Big Data on AWS Deep Dive (Part 2): S3, Parquet, and Apache Iceberg Explained
Master the storage foundation of modern data lakes — S3 object storage, Parquet columnar format, and how Iceberg adds ACID transactions to files on S3.
This chapter covers two foundational topics of data lakes in depth:
- Where data lives (S3)
- What format data takes (Parquet columnar storage + Iceberg table format)
These two decisions underpin every higher-level service — Athena, Glue, SageMaker, and beyond.
Amazon S3: The Bedrock of the Data Lake
What It Is
S3 (Simple Storage Service) is AWS’s earliest and most important service (launched 2006). At its core, it is a globally distributed object store: you upload a file of any size (up to 5 TB per object), assign it a key (path), and retrieve it later using that key.
s3://my-bucket/warehouse/ods/orders/dt=2026-05-10/part-0001.parquet
| | | |
bucket path prefix partition dir file
Key Properties (Why Data Lakes Choose S3)

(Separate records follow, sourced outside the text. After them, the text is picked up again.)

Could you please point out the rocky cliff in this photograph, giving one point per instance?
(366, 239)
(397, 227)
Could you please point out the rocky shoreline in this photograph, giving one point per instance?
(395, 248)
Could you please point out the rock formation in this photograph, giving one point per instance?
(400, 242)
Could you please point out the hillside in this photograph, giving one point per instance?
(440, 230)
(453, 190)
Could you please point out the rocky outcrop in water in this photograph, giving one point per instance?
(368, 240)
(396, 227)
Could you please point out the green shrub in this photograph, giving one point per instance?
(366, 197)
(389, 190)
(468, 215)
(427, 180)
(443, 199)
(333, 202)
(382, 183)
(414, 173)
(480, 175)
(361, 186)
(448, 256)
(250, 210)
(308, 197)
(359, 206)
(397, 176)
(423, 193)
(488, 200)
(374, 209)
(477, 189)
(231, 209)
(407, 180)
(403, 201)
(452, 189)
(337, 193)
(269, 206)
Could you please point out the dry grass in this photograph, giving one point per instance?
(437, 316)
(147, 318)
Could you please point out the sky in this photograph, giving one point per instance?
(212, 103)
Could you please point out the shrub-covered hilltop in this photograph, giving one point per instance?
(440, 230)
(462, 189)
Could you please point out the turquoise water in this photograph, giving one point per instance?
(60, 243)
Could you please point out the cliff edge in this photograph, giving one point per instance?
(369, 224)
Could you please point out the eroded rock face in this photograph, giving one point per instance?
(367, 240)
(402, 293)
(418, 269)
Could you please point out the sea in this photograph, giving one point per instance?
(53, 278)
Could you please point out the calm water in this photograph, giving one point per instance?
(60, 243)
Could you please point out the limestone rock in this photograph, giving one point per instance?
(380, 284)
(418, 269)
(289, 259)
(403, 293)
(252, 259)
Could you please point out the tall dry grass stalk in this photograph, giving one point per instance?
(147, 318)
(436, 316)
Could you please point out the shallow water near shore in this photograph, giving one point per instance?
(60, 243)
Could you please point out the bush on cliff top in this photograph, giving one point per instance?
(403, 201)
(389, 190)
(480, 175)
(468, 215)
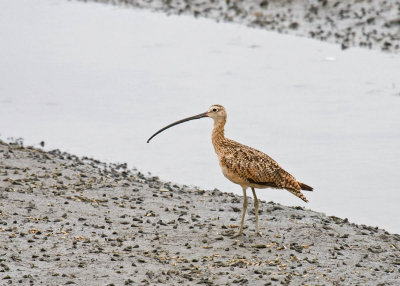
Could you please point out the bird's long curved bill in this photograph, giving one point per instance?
(198, 116)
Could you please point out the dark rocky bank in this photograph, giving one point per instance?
(362, 23)
(66, 220)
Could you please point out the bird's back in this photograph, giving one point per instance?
(249, 167)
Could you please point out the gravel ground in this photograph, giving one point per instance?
(66, 220)
(363, 23)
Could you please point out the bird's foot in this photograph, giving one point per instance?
(238, 235)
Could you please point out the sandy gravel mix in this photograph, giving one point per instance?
(66, 220)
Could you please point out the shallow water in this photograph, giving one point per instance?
(98, 80)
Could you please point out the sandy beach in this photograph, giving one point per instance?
(66, 220)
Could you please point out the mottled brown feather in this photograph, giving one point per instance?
(247, 166)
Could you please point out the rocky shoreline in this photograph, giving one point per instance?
(361, 23)
(66, 220)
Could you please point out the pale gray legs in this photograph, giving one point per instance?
(244, 211)
(256, 210)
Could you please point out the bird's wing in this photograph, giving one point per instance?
(258, 168)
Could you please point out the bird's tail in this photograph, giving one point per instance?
(305, 187)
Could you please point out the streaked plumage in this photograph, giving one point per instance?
(244, 165)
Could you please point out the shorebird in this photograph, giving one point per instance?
(244, 165)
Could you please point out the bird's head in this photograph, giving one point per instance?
(216, 112)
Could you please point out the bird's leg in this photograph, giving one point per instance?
(256, 210)
(243, 212)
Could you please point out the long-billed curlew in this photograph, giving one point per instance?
(244, 165)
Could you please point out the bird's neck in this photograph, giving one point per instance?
(218, 136)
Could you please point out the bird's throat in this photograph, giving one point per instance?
(218, 136)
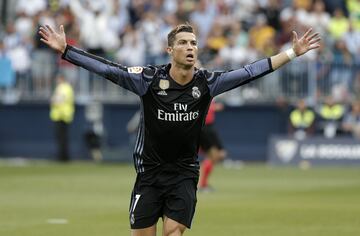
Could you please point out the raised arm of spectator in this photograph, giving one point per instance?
(220, 82)
(299, 47)
(135, 79)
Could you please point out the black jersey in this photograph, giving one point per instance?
(172, 115)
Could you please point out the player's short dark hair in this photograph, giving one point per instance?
(179, 28)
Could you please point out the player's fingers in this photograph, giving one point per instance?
(313, 41)
(43, 31)
(49, 28)
(313, 36)
(44, 41)
(43, 35)
(307, 32)
(61, 29)
(314, 46)
(295, 37)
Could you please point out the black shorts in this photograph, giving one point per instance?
(209, 138)
(149, 202)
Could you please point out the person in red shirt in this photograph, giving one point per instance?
(211, 146)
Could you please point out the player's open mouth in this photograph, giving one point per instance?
(190, 56)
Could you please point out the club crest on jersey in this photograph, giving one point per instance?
(196, 92)
(164, 84)
(135, 69)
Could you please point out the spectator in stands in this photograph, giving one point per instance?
(331, 114)
(261, 33)
(7, 75)
(353, 7)
(351, 123)
(41, 56)
(61, 113)
(132, 50)
(318, 18)
(212, 147)
(341, 73)
(301, 121)
(339, 24)
(203, 17)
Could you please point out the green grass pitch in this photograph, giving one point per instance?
(255, 200)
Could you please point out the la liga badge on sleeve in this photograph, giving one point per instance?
(135, 69)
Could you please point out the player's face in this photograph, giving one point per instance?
(184, 51)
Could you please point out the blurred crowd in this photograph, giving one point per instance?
(231, 33)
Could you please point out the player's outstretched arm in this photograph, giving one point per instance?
(53, 39)
(300, 46)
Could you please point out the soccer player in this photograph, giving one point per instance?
(212, 147)
(174, 102)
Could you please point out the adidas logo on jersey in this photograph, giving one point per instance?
(162, 93)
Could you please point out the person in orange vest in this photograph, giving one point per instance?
(301, 120)
(212, 147)
(62, 113)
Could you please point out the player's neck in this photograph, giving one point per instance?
(181, 75)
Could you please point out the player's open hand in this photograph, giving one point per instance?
(306, 43)
(56, 41)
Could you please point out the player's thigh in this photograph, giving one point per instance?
(181, 201)
(145, 207)
(172, 227)
(149, 231)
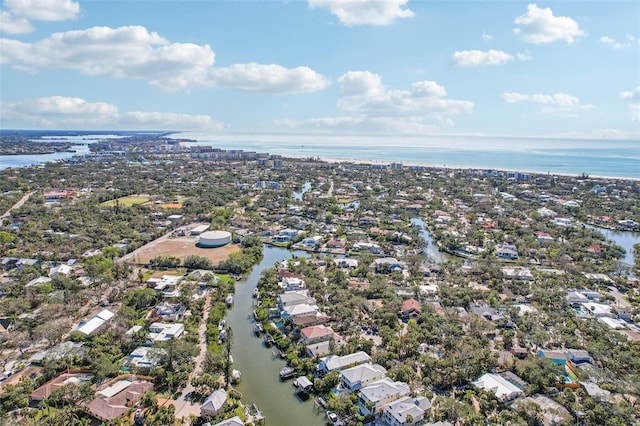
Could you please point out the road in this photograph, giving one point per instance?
(16, 206)
(186, 408)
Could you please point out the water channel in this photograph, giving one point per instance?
(260, 382)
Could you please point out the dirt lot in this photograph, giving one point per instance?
(179, 247)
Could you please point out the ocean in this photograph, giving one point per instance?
(596, 158)
(601, 158)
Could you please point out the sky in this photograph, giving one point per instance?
(558, 69)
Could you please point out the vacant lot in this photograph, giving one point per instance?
(180, 247)
(129, 201)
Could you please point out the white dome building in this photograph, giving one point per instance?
(211, 239)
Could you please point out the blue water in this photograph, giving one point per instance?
(608, 158)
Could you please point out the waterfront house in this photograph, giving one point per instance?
(316, 333)
(214, 403)
(335, 362)
(373, 397)
(233, 421)
(354, 378)
(406, 411)
(291, 298)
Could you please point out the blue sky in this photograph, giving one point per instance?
(324, 67)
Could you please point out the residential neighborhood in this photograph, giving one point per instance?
(407, 295)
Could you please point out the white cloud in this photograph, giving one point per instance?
(524, 56)
(373, 107)
(77, 113)
(17, 14)
(365, 12)
(133, 52)
(633, 97)
(558, 103)
(477, 58)
(11, 24)
(539, 26)
(270, 78)
(618, 45)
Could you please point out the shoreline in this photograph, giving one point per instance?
(335, 160)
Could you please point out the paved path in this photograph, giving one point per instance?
(16, 206)
(186, 408)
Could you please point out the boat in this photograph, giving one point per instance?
(268, 339)
(235, 376)
(303, 384)
(287, 372)
(258, 328)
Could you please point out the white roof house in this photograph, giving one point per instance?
(356, 377)
(302, 309)
(214, 403)
(396, 412)
(335, 362)
(377, 394)
(61, 269)
(160, 332)
(499, 386)
(146, 357)
(95, 322)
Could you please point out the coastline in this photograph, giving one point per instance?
(335, 160)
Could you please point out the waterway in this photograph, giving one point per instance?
(431, 251)
(625, 239)
(260, 380)
(298, 196)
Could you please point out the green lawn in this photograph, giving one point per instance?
(129, 201)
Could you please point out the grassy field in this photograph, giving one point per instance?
(129, 201)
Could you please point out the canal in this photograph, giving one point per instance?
(260, 382)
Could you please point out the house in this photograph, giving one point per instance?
(115, 399)
(96, 323)
(316, 333)
(233, 421)
(335, 362)
(169, 312)
(161, 332)
(517, 273)
(354, 378)
(388, 264)
(214, 403)
(499, 386)
(146, 357)
(302, 309)
(291, 298)
(373, 397)
(507, 251)
(291, 283)
(405, 411)
(411, 308)
(61, 269)
(347, 263)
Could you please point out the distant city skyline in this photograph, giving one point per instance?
(568, 69)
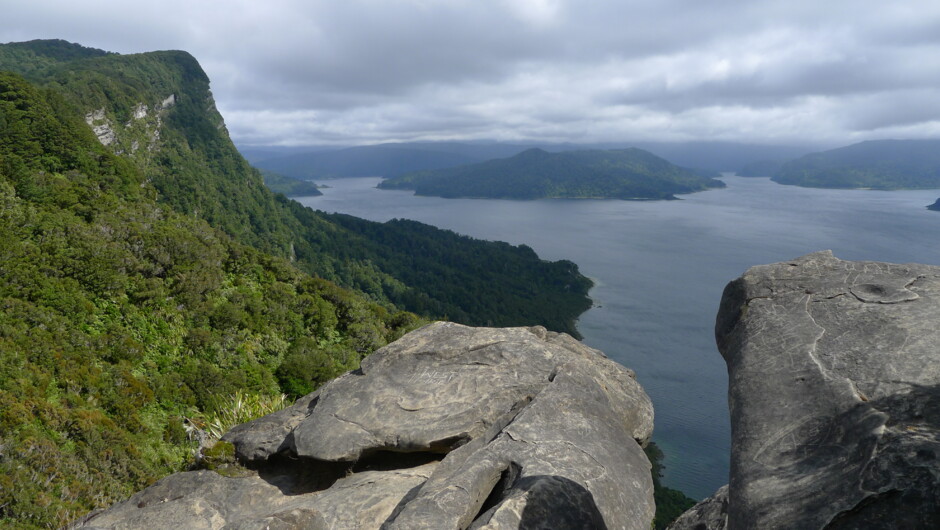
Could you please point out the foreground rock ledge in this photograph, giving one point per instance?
(834, 390)
(448, 427)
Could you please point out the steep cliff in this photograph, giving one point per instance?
(449, 427)
(834, 391)
(157, 111)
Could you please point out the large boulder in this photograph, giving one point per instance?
(834, 390)
(449, 427)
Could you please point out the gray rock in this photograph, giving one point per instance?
(834, 391)
(709, 514)
(449, 427)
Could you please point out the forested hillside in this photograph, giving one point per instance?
(156, 110)
(882, 165)
(153, 291)
(536, 174)
(122, 321)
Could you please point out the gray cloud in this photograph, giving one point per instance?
(362, 71)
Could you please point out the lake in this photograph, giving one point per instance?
(660, 268)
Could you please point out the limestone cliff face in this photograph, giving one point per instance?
(449, 427)
(834, 390)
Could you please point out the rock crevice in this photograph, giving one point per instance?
(449, 427)
(834, 393)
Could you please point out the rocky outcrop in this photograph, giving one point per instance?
(448, 427)
(834, 390)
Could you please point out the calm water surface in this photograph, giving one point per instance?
(660, 267)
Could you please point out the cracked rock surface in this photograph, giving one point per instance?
(448, 427)
(834, 391)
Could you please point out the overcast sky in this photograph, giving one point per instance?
(299, 72)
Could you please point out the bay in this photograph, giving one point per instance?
(660, 268)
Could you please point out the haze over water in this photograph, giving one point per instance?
(660, 268)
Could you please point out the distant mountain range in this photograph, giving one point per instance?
(881, 164)
(395, 159)
(536, 174)
(289, 186)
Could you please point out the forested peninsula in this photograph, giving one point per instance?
(880, 165)
(154, 292)
(631, 174)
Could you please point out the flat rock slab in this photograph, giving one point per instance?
(834, 391)
(448, 427)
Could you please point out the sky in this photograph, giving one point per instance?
(349, 72)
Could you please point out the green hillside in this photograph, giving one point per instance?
(537, 174)
(882, 165)
(120, 319)
(153, 290)
(156, 110)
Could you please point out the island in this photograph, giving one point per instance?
(290, 186)
(630, 174)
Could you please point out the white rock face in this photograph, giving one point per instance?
(101, 125)
(140, 111)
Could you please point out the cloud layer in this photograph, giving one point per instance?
(297, 72)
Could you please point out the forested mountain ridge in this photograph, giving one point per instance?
(534, 174)
(153, 290)
(156, 110)
(879, 164)
(123, 322)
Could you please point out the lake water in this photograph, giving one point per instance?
(660, 268)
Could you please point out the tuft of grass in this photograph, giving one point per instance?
(240, 408)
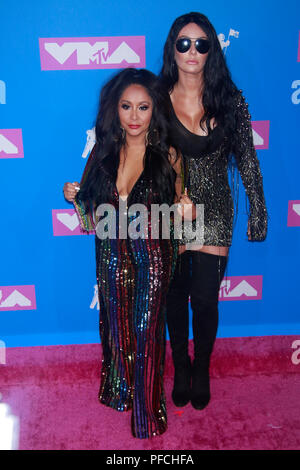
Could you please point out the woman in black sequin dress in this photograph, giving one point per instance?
(130, 169)
(209, 123)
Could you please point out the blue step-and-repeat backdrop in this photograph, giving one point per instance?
(55, 56)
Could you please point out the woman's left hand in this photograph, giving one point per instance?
(187, 208)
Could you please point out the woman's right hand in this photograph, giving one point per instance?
(70, 190)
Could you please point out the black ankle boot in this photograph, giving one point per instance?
(182, 382)
(200, 394)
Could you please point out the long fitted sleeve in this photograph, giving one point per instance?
(250, 172)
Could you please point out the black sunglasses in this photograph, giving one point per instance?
(184, 44)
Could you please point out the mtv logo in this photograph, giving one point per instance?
(294, 214)
(17, 298)
(11, 143)
(2, 92)
(92, 53)
(261, 130)
(66, 222)
(241, 288)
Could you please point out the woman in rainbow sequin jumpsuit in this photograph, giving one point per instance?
(131, 164)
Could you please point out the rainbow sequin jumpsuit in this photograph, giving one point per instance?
(133, 277)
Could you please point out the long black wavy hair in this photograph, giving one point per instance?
(110, 140)
(219, 90)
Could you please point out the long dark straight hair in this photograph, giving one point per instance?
(110, 139)
(219, 90)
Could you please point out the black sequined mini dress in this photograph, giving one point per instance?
(206, 176)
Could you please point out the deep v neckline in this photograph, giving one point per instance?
(134, 185)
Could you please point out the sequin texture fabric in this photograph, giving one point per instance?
(206, 178)
(133, 277)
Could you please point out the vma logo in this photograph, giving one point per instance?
(17, 298)
(92, 53)
(261, 131)
(11, 143)
(241, 288)
(294, 214)
(66, 222)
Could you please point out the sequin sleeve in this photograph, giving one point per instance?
(85, 211)
(249, 168)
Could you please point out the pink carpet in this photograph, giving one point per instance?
(255, 400)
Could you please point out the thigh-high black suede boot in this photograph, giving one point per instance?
(207, 274)
(178, 326)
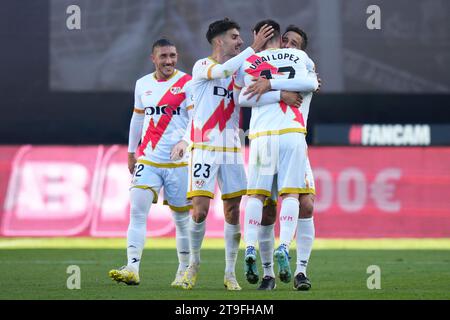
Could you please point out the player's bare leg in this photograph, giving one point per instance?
(305, 239)
(252, 219)
(288, 225)
(266, 239)
(232, 235)
(197, 227)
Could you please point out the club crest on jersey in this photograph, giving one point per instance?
(175, 90)
(199, 183)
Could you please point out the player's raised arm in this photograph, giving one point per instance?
(136, 124)
(289, 97)
(216, 70)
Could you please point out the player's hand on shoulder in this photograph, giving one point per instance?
(178, 150)
(293, 99)
(259, 86)
(131, 162)
(319, 80)
(260, 38)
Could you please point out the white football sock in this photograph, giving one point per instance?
(197, 233)
(266, 238)
(305, 239)
(288, 220)
(252, 221)
(232, 235)
(140, 202)
(181, 220)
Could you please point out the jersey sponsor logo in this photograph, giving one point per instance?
(150, 111)
(222, 92)
(171, 102)
(199, 183)
(220, 116)
(175, 90)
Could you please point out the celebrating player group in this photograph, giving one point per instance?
(184, 136)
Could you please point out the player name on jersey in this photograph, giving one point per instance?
(272, 57)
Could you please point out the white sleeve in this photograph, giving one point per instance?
(301, 84)
(211, 71)
(137, 121)
(270, 97)
(134, 136)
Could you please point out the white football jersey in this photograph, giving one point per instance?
(165, 104)
(277, 118)
(215, 120)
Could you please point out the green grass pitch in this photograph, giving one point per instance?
(36, 269)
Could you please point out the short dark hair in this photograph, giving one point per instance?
(162, 43)
(219, 27)
(275, 25)
(302, 34)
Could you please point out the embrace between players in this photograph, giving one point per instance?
(174, 112)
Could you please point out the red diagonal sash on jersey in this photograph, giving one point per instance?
(298, 115)
(220, 116)
(273, 70)
(173, 101)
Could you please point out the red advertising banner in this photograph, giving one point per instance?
(361, 192)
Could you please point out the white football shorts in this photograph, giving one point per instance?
(173, 178)
(279, 163)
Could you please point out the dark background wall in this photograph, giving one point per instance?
(32, 113)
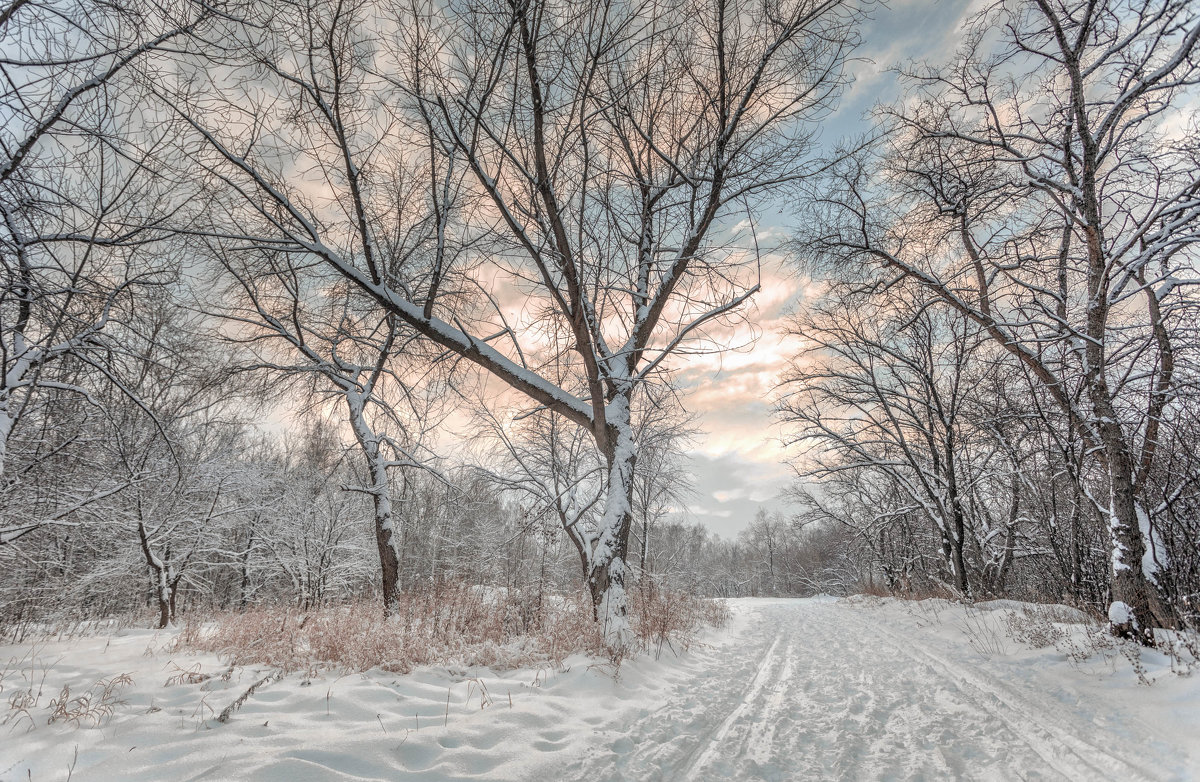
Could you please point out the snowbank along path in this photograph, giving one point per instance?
(791, 690)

| Property | Details | What It Means for a Data Lake |
|---|---|---|
| 11 nines durability | Probability of losing one object per year: ~0.000000001% | Data won’t disappear |
| Virtually unlimited scale | A single bucket can hold EB-scale data with automatic sharding | PB-scale data needs no manual sharding |
| Pay-per-use | You pay only for the GB stored | Archiving historical data is cheap |
| Strong consistency (since 2020) | A GET immediately after a PUT always returns the latest version | No stale-read surprises |
| Multiple storage classes (Standard / IA / Glacier) | Hot-to-cold tiering | Old data automatically moves to cheaper tiers |
| API-friendly | HTTP REST + AWS SDKs | Every engine can read and write |
Storage Classes and Hot/Cold Tiering
S3 isn’t a single tier — it offers multiple storage classes with price and retrieval latency varying by orders of magnitude:
| Storage Class | Price (us-east-1) | Retrieval Latency | Best For |
|---|---|---|---|
| S3 Standard | ~$0.023/GB/mo | Milliseconds | Current hot data |
| S3 Intelligent-Tiering | ~$0.023/GB/mo (auto-downtiers) | Milliseconds to minutes | Default recommendation when access patterns are unknown |
| S3 Standard-IA (Infrequent Access) | ~$0.0125/GB/mo | Milliseconds | Occasional access |
| S3 Glacier Instant Retrieval | ~$0.004/GB/mo | Milliseconds | Monthly access |
| S3 Glacier Flexible / Deep Archive | $0.0036 / $0.00099/GB/mo | Minutes to hours | Regulatory archives |
Practical tip: Enable Intelligent-Tiering as the default for all warehouse buckets. Let S3 automatically move objects based on access frequency. One configuration change can save 30-50% annually.
S3 = “File System” or “Object Store”?
Many people instinctively treat S3 like a file system. S3 is not a file system — it is a key-value store that only supports whole-object reads and writes. You cannot append or modify a single byte in place.
This constraint drives many upstream design decisions:
- Data lake files follow a write-once, read-many (WORM) pattern
- Want to UPDATE a single row? You must rewrite the entire file — which is precisely why you need Iceberg to manage this (see the Iceberg section below)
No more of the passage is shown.